Corneal tomographic measurements were obtained using anterior segment optical coherence tomography using CASIA 2 (Tomey Corporation, Inc., Nagoya, Japan) with an infrared light wavelength of 1310 nm. Measurements were obtained along the vertex normal, and the images were centered on the corneal vertex. The analysis software (Tomey Corporation, Inc., Nagoya, Japan) identified and digitized both the anterior and posterior corneal surfaces, as well as aligned the reference axis of the measurement with the vertex normal. Tomographic and pachymetric maps were calculated from 16 radial cross-sectional images through the central 10-mm diameter of the cornea obtained in 0.34 seconds.

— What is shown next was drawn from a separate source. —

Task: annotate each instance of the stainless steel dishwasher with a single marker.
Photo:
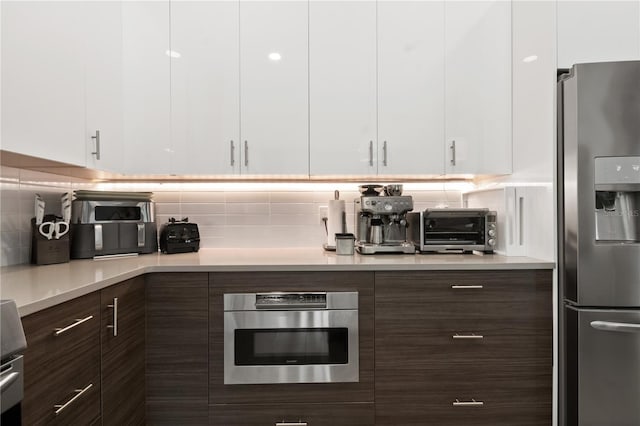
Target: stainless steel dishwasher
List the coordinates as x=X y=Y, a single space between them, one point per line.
x=12 y=344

Swept-source OCT measurements have been shown to have adequate repeatability in healthy eyes, as well as in eyes with keratoconus.

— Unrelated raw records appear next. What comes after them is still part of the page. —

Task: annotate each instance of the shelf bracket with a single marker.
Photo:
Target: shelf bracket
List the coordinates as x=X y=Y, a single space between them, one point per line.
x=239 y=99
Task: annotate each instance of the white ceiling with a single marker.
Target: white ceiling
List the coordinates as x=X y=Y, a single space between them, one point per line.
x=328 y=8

21 TCT and CCT were measured and defined as the pachymetric value at the thinnest location and at the corneal vertex, respectively. Calculations of TCT and CCT were performed inside the central 9-mm diameter of the cornea. Each measurement satisfied the following conditions: more than 96.5% of the data within the central 6-mm diameter had adequate contrast to trace the corneal border; all 16 radial scans within the central 4-mm diameter topographic analysis could be performed for both the anterior and posterior corneal surfaces; the distance from the center of the image to the corneal vertex was less than 0.86 mm; and over 93% of scans inside the central 6-mm diameter topographic analysis could be obtained for both the anterior and posterior surfaces. To avoid the effects of same-day variation on corneal thickness, measurements were performed within one hour of the scheduled measurement at the initial examination.
Measurements for ECD were taken one to 30 days before surgery and 90 to 120 days after surgery.

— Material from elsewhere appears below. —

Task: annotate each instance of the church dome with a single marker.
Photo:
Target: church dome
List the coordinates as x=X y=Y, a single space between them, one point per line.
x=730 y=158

A non-contact-type specular microscope (Cell Check 16; Konan Co., Ltd, Japan) was used for ECD measurement. The captured images were 0.46 mm high and 0.24 mm wide. We studied the central point, and the four paracentral points for the upper, lower, nasal, and temporal positions from the center. The measured ECD values were averaged (
Supplementary Fig. S1). The distance of the paracentral four points from the center was 5°. The number of the cells are counted manually. In two eyes in ripasudil group and two eyes in control group, specular microscopy was completely unavailable because of BK. In some FECD eyes, specular microscopy was not available and discarded in some points so that the measurement location was less than 5 either before or after surgery (
Supplementary Fig. S1). For eyes with a K of 42.5 D, 43.5 D, or 44.5 D, 5° corresponds to a distance of 0.65 mm, 0.63 mm, and 0.61 mm, respectively, from the center of the eyes. A total of five corneal points was examined for every eye. The imaging point was controlled by patient fixation; namely, locations were determined on the basis of the patient's primary line of sight and not the vertex normal. The area measured was confirmed by a monitor camera.
Because ripasudil is currently used as an eye drop for glaucoma, intraocular pressure (IOP) was also measured using a non-contact tonometer (NT-4000; NIDEK Co., Ltd, Japan) at every visit. IOP measurements were performed three times, and IOP values were averaged.